Pushdown second stage functions when first stage metrics functions can be sharded
when we implemented second stage functions like topk/bottomk In https://github.com/grafana/tempo/pull/4646, we had to do it without pushdown of topk and bottomk functions and only evaluate these functions in the frontend because first stage functions like avg_over_time is can't be sharded.
Not all first stage functions can be sharded but some can be sharded. Ideally can detect if second stage functions and be pushed down or not and pushdown second stage computations when we can.
this will distribute the load away from the frontend for the second stage functions in the queries that can be pushed down.
see https://github.com/grafana/tempo/pull/4646#discussion_r2000567230 for more details.
We have this big note in the code about this as well:
grafana/tempo@eb34f29/pkg/traceql/engine_metrics.go#L1154-L1159
One possible way to implement this is by:
- sending a flag down to know first stage results are shardable or not, if yes, pushdown second stage functions.
- first stage has knowledge of the functions that can be sharded or not, and then set the flag for second stage when parsing the Query
This issue has been automatically marked as stale because it has not had any activity in the past 60 days. The next time this stale check runs, the stale label will be removed if there is new activity. The issue will be closed after 15 days if there is no new activity. Please apply keepalive label to exempt this Issue.
Hi! I’ve been looking into this enhancement and I’d like to work on it.
To make sure I’m aligned with the intended direction, here is my understanding of the problem and the approach I’m planning to take:
🔍 Understanding
The goal is to detect whether first-stage functions in a TraceQL expression are shardable, and based on that decide whether second-stage functions (e.g., topk/bottomk) can be safely pushed down to the queriers instead of being executed in the frontend.
A function (or subtree) is shardable if its result can be computed on each shard independently and later merged without changing correctness.
🛠️ Proposed Approach
-
Define a shardability table
A map of function → shardable(bool), e.g.
sum,count,min,max,topkshardable;
avg,avg_over_timenot shardable. -
Annotate the AST
Add aShardableflag to the TraceQL AST function expression node and implement a bottom-up traversal that determines shardability for every node based on:- function shardability, and
- shardability of all child expressions.
-
Expose shardability to the planner
After parsing, run the shardability checker and make the root expression’s flag available to the planning stage. -
Enable or disable pushdown
In the query planning phase, set a flag (e.g.,PushdownEnabled) when the first-stage subtree is shardable, and send this in the request to the queriers. -
Querier-side execution
WhenPushdownEnabledis true, allow the querier to execute second-stage functions locally before returning results to the frontend.

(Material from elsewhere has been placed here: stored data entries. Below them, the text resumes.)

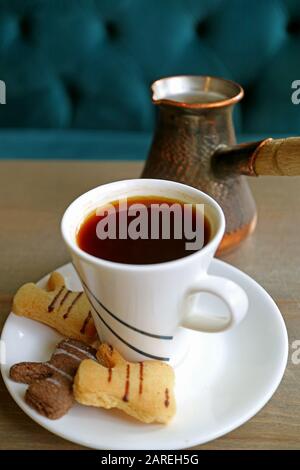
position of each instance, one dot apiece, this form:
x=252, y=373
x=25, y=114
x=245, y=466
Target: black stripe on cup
x=151, y=356
x=142, y=332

❗ Questions Before I Begin
Before I start implementing:
- Are there functions not documented in TraceQL that should be considered shardable/non-shardable?
- Would you prefer the shardability logic to live under
pkg/traceql/as a separate file (e.g.,shardability.go)? - Is the frontend → querier pushdown flag the preferred mechanism, or should this be inferred implicitly from the plan?
If the approach looks good, I’d be happy to open a PR.
Thanks!